Learn Reinforcement Learning with PyTorch, Part 1.1: Introduction—The Course, the Blog, and Why PyTorch

2024-06-10 · Artintellica

Welcome! This is the first entry in Artintellica’s Reinforcement Learning series—a practical, code-driven open-source course where we build mathematical foundations and RL agents from vectors to deep Q-networks, all with PyTorch. Whether you’ve found us via GitHub, search, or your love of math and code, thank you. This blog is intended for ambitious beginners who want more than a “black box” approach.

What sets this course apart?

Code-first: Every exercise uses Python, and everything is done in code—even math.
Open source: Every post, example, and dataset is MIT licensed. Fork, modify, use!
Math-backed: We’ll use mathematics where appropriate—but always paired with concrete, hands-on coding.
PyTorch-powered: PyTorch is now the dominant RL and deep learning research tool, with a gentle learning curve, intuitive tensor ops, and blazing performance on CPUs and GPUs.

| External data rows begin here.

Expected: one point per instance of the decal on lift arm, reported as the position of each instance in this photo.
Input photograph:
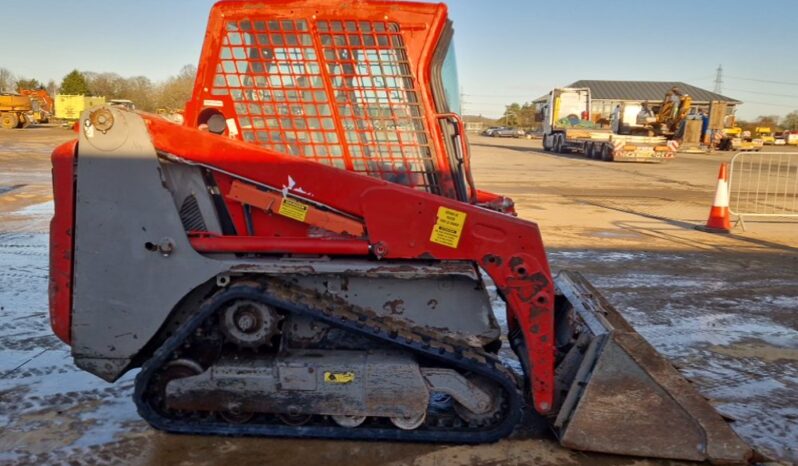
(339, 377)
(293, 209)
(448, 227)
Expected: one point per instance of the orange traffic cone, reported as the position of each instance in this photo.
(719, 220)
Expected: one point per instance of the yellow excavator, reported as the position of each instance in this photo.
(634, 118)
(673, 111)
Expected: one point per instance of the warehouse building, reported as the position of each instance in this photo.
(608, 94)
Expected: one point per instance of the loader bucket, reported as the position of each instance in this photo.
(626, 398)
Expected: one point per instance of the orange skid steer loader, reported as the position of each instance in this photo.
(308, 256)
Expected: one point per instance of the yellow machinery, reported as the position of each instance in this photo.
(69, 107)
(766, 135)
(16, 111)
(675, 107)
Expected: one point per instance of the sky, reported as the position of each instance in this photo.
(507, 50)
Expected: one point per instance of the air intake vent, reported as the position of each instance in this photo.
(191, 216)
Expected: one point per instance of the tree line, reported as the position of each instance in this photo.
(170, 94)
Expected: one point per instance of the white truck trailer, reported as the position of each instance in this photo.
(567, 127)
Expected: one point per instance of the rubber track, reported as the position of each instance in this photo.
(339, 313)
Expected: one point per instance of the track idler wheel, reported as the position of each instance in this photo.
(485, 417)
(409, 422)
(250, 324)
(177, 369)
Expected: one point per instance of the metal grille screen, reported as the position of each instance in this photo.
(342, 94)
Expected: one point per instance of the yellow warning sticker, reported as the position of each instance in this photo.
(448, 227)
(339, 377)
(293, 209)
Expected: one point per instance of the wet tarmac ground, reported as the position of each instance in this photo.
(727, 318)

This first post serves as both an orientation and your first hands-on steps: installing PyTorch, running “Hello Tensors”, and manipulating your first data structures.

What Will You Learn?

This post will help you:

Understand how this RL course is structured (and what comes next)
Install PyTorch on your system using the uv package manager
Create and manipulate your first torch.Tensor objects
Move tensors between CPU and GPU (if available)
Run and interpret your first PyTorch computation

Each concept comes with code and hands-on exercises. By the end, you’ll be ready for the math and code engine that powers everything in modern deep learning (and, soon, RL!).

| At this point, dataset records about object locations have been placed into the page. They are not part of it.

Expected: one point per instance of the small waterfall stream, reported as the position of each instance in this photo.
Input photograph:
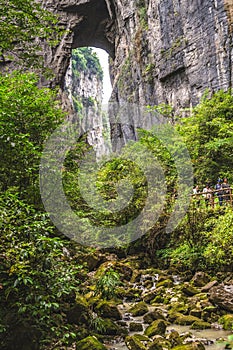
(209, 337)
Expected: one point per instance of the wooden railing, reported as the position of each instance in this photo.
(215, 197)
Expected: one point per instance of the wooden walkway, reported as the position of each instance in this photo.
(214, 197)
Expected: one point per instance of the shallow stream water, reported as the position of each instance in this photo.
(209, 337)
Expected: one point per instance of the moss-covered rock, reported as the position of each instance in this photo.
(108, 310)
(197, 345)
(139, 309)
(167, 283)
(152, 316)
(92, 260)
(186, 320)
(200, 325)
(156, 327)
(159, 299)
(159, 343)
(174, 338)
(181, 307)
(189, 290)
(130, 294)
(111, 328)
(90, 343)
(80, 312)
(133, 343)
(173, 315)
(135, 327)
(124, 270)
(149, 296)
(227, 321)
(200, 279)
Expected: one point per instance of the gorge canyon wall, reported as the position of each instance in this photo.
(166, 51)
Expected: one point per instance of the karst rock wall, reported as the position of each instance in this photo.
(162, 50)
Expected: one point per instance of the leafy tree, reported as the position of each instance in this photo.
(209, 136)
(37, 274)
(24, 24)
(27, 117)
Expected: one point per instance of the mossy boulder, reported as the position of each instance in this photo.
(156, 327)
(133, 343)
(200, 279)
(197, 345)
(189, 290)
(159, 299)
(90, 343)
(186, 320)
(135, 327)
(159, 343)
(79, 312)
(181, 307)
(227, 321)
(149, 296)
(152, 316)
(200, 325)
(139, 309)
(111, 328)
(173, 315)
(196, 312)
(124, 270)
(174, 338)
(130, 294)
(92, 260)
(167, 283)
(108, 310)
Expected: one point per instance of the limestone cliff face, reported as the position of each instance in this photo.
(84, 88)
(162, 50)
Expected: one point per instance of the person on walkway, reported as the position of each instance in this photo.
(207, 194)
(219, 193)
(196, 190)
(226, 190)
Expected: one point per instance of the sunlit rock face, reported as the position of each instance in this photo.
(84, 88)
(162, 50)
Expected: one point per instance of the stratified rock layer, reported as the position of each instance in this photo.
(163, 51)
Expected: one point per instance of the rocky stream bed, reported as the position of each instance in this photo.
(157, 310)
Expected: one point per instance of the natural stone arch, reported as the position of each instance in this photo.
(86, 23)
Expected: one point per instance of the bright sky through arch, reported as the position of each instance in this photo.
(107, 87)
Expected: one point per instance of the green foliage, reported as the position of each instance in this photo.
(22, 23)
(219, 250)
(107, 283)
(209, 135)
(98, 324)
(27, 117)
(37, 273)
(85, 60)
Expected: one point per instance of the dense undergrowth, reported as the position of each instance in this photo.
(40, 270)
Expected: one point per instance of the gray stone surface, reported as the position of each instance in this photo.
(163, 51)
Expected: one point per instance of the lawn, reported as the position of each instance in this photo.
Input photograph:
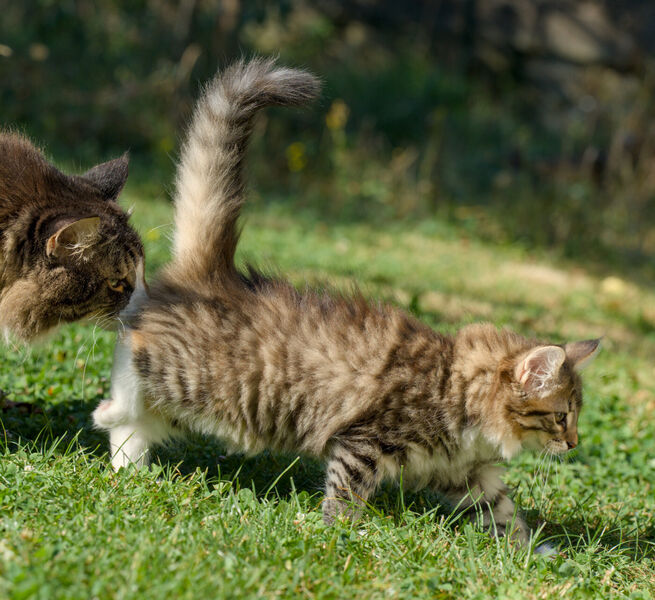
(200, 524)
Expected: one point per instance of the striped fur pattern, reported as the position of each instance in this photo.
(363, 386)
(66, 248)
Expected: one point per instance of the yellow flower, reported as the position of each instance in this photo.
(337, 115)
(296, 158)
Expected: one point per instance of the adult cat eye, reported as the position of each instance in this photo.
(116, 285)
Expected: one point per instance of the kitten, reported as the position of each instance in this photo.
(66, 249)
(363, 386)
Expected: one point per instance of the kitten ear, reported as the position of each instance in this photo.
(73, 238)
(109, 178)
(582, 353)
(539, 367)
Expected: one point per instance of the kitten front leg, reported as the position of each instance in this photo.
(127, 445)
(351, 478)
(132, 429)
(485, 492)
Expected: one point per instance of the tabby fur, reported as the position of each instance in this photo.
(66, 248)
(361, 385)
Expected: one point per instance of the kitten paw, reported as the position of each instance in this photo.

Why PyTorch? Why Not Just Numpy?

PyTorch is a numeric computation library like NumPy, but with several important differences that make it essential for modern ML and RL:

Automatic Differentiation: Critical for optimization and training models.
Hardware Acceleration: Fast computation on CPUs, GPUs (CUDA), and Apple Silicon (MPS) with almost no code changes.
Dynamic Graphs: Models can be defined and modified “on the fly”, perfect for research and RL.
Neural Network Utilities: Everything from layers to RL-specific frameworks.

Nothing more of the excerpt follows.